Conventionally, an FeRAM is manufactured by depositing a ferroelectric film, such as lead zirconate titanate (PZT), strontium bismuth tantalum oxide (SBT), bismuth lanthanum titanium oxide (BLT) on a first, planar, electrode film, and forming a second electrode film over the ferroelectric layer. The second electrode layer and the ferroelectric film are then etched using a reactive ion etch method, after which the first electrode film is etched using a similar method. The result is a number of stacks comprising a first and second electrode film sandwiching the ferroelectric film.
In such conventional manufacturing methods, ferroelectric films are deposited on the electrode by changing deposition parameters with the aim of matching morphologies as close by as possible or any rate, promoting computability of adjacent layers. However, ferroelectric capacitors made by this method still tend to have poor characteristics, necessitating optimization of the fabrication method to minimise these problems.

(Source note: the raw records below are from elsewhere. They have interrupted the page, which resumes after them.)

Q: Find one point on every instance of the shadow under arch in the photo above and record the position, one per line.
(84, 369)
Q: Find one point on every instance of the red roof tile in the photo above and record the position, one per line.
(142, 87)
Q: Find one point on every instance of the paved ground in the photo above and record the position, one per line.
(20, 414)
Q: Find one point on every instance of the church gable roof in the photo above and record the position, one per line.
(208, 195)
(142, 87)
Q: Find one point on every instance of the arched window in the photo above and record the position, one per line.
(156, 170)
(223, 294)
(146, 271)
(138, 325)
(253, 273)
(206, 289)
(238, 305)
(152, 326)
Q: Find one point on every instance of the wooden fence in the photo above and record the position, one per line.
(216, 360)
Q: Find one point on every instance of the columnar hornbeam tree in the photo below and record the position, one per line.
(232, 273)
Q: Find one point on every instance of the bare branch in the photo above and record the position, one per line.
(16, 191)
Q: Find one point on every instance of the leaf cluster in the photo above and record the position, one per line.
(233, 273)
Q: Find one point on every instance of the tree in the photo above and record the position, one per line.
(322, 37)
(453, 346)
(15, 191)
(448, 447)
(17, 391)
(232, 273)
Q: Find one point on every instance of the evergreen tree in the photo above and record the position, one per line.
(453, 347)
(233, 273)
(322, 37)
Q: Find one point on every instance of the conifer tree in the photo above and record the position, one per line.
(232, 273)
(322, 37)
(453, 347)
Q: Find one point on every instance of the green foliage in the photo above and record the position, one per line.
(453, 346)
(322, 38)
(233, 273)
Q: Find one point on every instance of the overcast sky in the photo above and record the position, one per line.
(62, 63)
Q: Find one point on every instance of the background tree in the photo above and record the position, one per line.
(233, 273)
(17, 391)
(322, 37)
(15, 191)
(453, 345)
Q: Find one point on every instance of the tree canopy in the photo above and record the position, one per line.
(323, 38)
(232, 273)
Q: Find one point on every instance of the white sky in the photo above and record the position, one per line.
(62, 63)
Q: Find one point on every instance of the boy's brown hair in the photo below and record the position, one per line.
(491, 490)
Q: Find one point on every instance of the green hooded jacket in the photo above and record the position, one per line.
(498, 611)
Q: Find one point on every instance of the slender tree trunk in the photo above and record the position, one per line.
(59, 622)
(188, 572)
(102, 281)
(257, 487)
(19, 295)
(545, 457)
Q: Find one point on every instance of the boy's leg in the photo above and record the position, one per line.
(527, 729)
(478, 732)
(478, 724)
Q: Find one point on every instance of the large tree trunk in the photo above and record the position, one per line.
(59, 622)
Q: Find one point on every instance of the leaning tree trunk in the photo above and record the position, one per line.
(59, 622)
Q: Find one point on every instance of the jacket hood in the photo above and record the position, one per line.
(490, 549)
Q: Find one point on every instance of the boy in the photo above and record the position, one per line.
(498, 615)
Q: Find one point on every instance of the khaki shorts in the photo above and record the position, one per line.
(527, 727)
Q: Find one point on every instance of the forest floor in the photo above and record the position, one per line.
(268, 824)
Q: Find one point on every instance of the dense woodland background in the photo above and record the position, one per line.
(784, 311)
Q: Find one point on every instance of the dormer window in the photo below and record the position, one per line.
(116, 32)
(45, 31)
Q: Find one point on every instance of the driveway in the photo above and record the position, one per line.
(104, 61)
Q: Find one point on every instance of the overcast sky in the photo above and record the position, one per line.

In order to improve ferroelectric properties, the introduction of a monolayered film prior to main ferroelectric film deposition has been reported in IFFF, 2002, Abstracts, 29B-FDI-5C, (2002), p. 49. It was shown that a PbTiO3 seed layer can act as a good crystalline buffer for PZT.
However, because the seed layer's composition and ferroelectric properties are different from those of the main PZT layer, it is difficult to exclude formation of an interfacial layer which can cause undesirable properties due to parasitic ferroelectricity and capacitance at the interface. Actually, a PbTiO3, seed layer can only form with tetragonal crystalline structure on the main PZT film. It can cause the enlargement of Vc (coercive voltage), and a large saturation voltage for ferroelectricity. In addition, further negative interface effects can be expected, since the fabrication method (Chemical Solution Deposition) for the PbTiO3 seed-layer is different from that of main PZT layer formed by sputtering.
FIG. 1 shows the hysteresis characteristics of a PZT capacitor fabricated by the conventional method. The capacitor structure is TEOS-substrate/Ti/Ir/IrO2/Pt/PZT/SRO/Pt. In this case, no seed layer was employed prior to deposition of PZT layer. The poor ferroelectric properties are due to the poor crystallinity and poor composition of the PZT films which were grown on the Pt bottom electrode (BE). The PZT film shows a depletion of Pb near the interface between the PZT film and the BE-Pt, since the element Pb can easily diffuse into the Pt bottom electrode during crystallization annealing. This strongly affects the crystallinity of the PZT film and degrades the electrical properties of PZT capacitors.